Thursday, October 1, 2015

Imagine You're Caesar

How can you control a vast and diverse empire? Too many people just refuse to believe your god, because they already have a set of gods that makes more sense to them. What's more, all these religious differences are a real problem when it comes to stability within the empire. We could occupy every town, but that takes a lot of troops and way too much money. How can you turn this negative into a positive?

People really like their gods and they're not going to want to change, but what if they could all be brought under one umbrella? That would help tremendously. You could just co-opt their pantheons by calling them "angels" subordinate to a greater, more powerful ruling god. You could co-opt their seasonal festivals too.

What if some of them won't go along with it? Just kill them; the others will learn to keep quiet. Promise them unimaginable rewards after death if they'll just suffer quietly in life. They'll never know any better. Promise them that their enemies, clearly the servants of evil, will likewise be punished severely by the infinitely wise and just king of the gods. That will quell some of their anger.

Make sure all the clergy are on the same page; we wouldn't want them to suspect anything. If *they* don't comply, kill them too.

While you're at it, institute a flat tax of 10%, and make sure they understand that their eternal salvation is contingent upon honestly making their payments. God is always watching! He knows what you're thinking!

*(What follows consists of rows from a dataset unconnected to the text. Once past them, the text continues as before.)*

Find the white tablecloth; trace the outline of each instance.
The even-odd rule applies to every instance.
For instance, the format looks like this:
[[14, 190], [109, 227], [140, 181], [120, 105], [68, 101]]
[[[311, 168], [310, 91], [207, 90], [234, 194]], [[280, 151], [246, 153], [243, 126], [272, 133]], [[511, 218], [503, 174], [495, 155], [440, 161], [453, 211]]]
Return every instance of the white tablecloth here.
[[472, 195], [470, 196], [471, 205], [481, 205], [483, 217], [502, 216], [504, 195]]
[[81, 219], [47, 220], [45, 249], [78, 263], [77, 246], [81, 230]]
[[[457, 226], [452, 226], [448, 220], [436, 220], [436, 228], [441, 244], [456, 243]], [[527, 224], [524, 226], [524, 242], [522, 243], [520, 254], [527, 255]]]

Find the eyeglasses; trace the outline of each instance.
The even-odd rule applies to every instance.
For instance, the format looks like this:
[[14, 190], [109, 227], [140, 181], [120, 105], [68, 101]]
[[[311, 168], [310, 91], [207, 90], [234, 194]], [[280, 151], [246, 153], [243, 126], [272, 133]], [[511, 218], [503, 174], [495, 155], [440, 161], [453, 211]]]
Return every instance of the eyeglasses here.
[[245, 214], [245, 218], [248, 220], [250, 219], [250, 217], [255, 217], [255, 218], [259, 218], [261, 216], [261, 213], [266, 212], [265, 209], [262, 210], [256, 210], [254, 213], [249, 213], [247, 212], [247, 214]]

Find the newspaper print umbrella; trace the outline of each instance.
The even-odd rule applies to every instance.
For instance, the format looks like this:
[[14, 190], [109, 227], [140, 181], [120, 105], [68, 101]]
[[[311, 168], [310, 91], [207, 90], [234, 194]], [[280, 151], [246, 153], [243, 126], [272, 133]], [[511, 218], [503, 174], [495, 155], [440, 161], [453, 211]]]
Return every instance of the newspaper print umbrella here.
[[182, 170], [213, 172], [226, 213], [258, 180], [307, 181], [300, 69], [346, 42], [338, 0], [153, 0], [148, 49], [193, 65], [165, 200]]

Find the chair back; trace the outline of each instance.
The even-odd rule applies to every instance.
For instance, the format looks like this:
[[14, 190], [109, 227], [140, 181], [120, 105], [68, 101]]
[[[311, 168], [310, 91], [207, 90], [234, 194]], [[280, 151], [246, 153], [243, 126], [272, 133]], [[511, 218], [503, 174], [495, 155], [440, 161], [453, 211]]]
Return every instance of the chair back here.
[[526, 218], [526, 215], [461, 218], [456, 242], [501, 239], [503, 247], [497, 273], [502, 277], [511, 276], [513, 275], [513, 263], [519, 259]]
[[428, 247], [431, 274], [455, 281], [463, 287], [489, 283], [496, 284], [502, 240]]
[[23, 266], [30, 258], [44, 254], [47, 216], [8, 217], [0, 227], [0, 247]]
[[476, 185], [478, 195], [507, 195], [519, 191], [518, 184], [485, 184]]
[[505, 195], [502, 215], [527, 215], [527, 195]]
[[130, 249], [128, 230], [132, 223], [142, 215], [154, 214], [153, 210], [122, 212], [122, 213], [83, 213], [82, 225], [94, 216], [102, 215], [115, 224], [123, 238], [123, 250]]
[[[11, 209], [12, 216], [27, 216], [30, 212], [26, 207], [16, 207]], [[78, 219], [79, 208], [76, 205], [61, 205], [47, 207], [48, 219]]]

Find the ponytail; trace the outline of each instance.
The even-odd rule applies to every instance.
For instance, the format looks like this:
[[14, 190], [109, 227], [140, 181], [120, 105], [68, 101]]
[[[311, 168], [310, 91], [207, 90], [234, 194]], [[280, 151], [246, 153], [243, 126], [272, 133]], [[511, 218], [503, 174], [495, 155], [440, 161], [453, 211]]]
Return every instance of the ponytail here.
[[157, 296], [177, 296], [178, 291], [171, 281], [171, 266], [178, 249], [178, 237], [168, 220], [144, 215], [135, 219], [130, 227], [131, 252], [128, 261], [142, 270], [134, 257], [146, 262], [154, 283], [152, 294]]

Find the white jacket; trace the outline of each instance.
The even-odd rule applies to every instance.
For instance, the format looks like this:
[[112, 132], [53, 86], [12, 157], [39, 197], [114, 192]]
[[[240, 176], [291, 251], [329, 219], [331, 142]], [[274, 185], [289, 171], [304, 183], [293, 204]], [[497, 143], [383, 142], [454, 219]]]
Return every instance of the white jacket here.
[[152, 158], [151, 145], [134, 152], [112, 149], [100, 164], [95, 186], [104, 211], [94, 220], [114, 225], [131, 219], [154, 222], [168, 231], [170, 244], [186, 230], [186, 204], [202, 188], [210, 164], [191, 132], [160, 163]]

It's the solution to all your problems! It's so good, thousands of years from now people will *still* believe it!

Wednesday, June 24, 2015

Rachel Doleval

I'm not defending her. It's insulting what she did, and irresponsible.

There is a double standard here. I'm not saying there shouldn't be. In fact, I'm arguing that it's right and moral that there should be.

Should a black person pass as white? Ideally, no, but not because it's insulting to white people (although it could be to black people) to allow people access to whiteness. A black person passing as white is buying into the idea that blackness is akin to disability, that it's something to be overcome. A black person passing as white is silently acknowledging that blackness is, at least in practice, a disadvantage. That acknowledgement does not imply that the disadvantage of blackness is right or just; rather that it is wrong and unjust, that in some cases to achieve justice it becomes necessary to hide the target indelibly painted on one's skin.

Such action is forgivable because it's true that blackness is disadvantageous in a disproportionate number of contexts. We can therefore see the humanity of a person who (sadly) feels the need to disassociate from their blackness and pass as white. However, when we reverse the roles such that a white person chooses to disassociate from whiteness and put on a semblance of blackness in some context in which doing so is advantageous, our sensibilities are necessarily insulted. This is true for the simple reason that the such contexts are disproportionately scarce, so a white person who truly respects the disadvantages of blackness, however unjust they may be, could not in good conscience occupy that "slot" because they know it is scarce.

This double standard must exist as a reaction to the greater, opposite, and unjust double standard that also exists. In a perfect world neither would exist, but the only way to move toward that perfection is to keep the former until the latter fades into history.